Par 3 avril 2020 à 10:30

«Je parle d’autres êtres, des fantômes, des morts, de mes pauvres morts, de l’amour que j’ai eu pour eux, du fait que cet amour ne part pas. Personne ne sait ce qu’est l’amour.»

Ordesa est un village des Pyrénées, où le père de Manuel Vilas emmena sa famille au cours de l’été 1969 et où le fils cherchera plus tard ses traces avec ses garçons. Depuis, le père, ainsi que la mère, sont morts, laissant sur le bord de la route un fils « orphelin à perpétuité ». C’est assailli par les souvenirs du passé et les fantômes des disparus qu’il entreprend d’écrire cet hommage à ses parents et à la classe moyenne basse à laquelle appartenait sa famille.

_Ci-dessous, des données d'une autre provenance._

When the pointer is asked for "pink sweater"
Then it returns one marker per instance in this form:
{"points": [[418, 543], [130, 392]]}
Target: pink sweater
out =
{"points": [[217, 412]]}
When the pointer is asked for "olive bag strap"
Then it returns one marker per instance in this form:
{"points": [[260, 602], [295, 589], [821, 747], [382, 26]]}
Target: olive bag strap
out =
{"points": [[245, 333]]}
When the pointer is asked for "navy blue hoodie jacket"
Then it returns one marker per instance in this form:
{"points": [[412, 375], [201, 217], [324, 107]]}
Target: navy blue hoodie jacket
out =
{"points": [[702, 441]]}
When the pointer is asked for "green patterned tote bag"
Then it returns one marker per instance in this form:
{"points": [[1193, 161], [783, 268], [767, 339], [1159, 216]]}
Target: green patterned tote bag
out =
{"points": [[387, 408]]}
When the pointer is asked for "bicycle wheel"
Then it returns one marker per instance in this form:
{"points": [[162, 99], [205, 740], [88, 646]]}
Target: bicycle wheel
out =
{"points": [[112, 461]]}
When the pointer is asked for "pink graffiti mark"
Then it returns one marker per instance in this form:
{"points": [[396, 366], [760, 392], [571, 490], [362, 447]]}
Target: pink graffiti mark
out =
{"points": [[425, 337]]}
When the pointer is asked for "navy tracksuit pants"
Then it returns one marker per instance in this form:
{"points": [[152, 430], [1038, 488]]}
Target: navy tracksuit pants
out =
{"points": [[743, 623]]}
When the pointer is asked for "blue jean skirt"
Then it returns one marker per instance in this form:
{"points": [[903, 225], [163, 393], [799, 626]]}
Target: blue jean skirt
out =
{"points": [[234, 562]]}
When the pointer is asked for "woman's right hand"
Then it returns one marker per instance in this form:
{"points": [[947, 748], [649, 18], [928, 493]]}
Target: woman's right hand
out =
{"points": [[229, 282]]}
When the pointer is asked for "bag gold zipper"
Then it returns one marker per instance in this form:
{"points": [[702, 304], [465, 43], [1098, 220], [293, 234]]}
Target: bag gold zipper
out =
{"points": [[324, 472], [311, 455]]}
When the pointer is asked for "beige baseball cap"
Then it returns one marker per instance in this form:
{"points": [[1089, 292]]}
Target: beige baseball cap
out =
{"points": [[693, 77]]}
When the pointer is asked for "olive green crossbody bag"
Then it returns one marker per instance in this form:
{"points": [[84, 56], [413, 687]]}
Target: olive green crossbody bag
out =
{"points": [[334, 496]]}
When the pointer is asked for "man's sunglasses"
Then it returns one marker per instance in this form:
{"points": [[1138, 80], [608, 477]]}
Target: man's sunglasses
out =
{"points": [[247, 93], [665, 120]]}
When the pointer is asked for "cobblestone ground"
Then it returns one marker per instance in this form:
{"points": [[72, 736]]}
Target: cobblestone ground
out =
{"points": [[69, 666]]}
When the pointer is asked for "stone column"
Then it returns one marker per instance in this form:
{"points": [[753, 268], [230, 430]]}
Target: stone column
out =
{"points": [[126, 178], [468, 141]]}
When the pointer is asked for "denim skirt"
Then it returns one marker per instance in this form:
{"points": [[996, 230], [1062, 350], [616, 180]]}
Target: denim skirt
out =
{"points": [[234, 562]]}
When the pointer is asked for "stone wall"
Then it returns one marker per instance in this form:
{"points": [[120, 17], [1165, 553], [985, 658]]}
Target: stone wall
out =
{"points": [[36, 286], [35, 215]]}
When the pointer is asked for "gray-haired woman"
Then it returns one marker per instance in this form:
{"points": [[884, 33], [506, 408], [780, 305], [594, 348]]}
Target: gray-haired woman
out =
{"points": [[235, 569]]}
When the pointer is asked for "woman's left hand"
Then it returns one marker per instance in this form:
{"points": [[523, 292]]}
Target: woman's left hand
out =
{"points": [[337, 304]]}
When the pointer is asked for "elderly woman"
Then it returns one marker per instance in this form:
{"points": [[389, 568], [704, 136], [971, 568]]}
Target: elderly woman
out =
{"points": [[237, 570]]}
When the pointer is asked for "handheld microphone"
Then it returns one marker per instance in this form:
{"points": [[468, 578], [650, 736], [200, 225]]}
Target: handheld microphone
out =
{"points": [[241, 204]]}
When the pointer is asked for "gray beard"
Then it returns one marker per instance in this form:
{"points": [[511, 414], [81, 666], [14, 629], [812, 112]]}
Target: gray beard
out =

Cet autoportrait d’un homme qui avoue ne plus trouver parfois le courage de continuer ne se limite pourtant pas à l’intime. Il fait aussi une chronique de la société espagnole à la fin du franquisme et les années qui ont suivi. L’appartenance à une classe sociale, la paternité, l’éducation, la réussite et les échecs, l’alcoolisme, autant de sujets traités de façon personnelle et collective à la fois.

Ordesa est une suite de 157 fragments tour à tour sarcastiques, poétiques, ou nostalgiques, voire dérangeants, mais aussi pleins de drôlerie. Ces fragments sont suivis d’une dizaine de poèmes et complétés par quelques photos de famille.

Écrivain et poète Manuel Vilas est une figure d’avant-garde de la littérature espagnole. Il réside dans l’Iowa où il enseigne l’écriture créative. Ordesa l’a imposé comme un écrivain majeur de son pays et lui a valu le Prix Fémina étranger 2019.

Ordesa est un livre très personnel, dans lequel Manuel Vilas donne sa vision de la vie. Mais quand il dépeint une famille qui doit lutter contre la pauvreté et quand il dit la douleur du «jamais plus» et le dialogue qui persiste entre les morts et les vivants, il devient universel.